Do you take a prescribed opioid medication for chronic pain and are age 21-70? Do you have trouble swallowing pills? If so, you may be able to take part in a research study to find out if a pain medication called Xtampza ER is easier to swallow. Participants must be current patients of a UPMC Pain Medicine Clinic, or be willing to schedule an appointment with this clinic. Compensation provided.
People with chronic pain are often prescribed pain medication that must be taken by mouth, but up to 1 in 5 adults have trouble swallowing pills. For some people, difficulty swallowing pills results in uncontrolled pain and dissatisfaction with care.
The purpose of this study is to find out if mixing a pain medication called Xtampza ER with food can help people take pain medication. Researchers hope their findings will lead to better ways to provide pain relief to people who are unable to swallow pills.
• Ages 21-70
• Have had chronic pain for at least 6 months that is not related to a cancer diagnosis
• Take a prescribed opioid medication for chronic pain
• Have difficulty swallowing opioid medication
• Must be a UPMC Pain Medicine Clinic patient (or be willing to schedule an appointment with this clinic)

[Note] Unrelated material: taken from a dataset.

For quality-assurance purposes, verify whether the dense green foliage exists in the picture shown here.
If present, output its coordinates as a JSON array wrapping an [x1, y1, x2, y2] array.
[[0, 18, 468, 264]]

• Have a mobile phone (a smartphone is not required)
• Are willing to switch to a new pain medication for six weeks
Participation involves four visits over six weeks. Participants will agree to switch their current pain medication to Xtampza ER for six weeks, complete online surveys, and respond to daily text messages.
DURATION: 6 weeks
VISITS: 4 visits
UPMC Pain Medicine Clinic - Centre Commons 5750 Centre Ave, Pittsburgh, PA 15206
|Up to $120|
Ajay D. Wasan, MD, MSc, is a Professor of Anesthesiology and Psychiatry at the University of Pittsburgh School of Medicine. A graduate of the University of Illinois College of Medicine, Dr. Wasan has a particular expertise in interventional procedures, neuropathic pain medications, and psychiatric co-morbidities of chronic pain.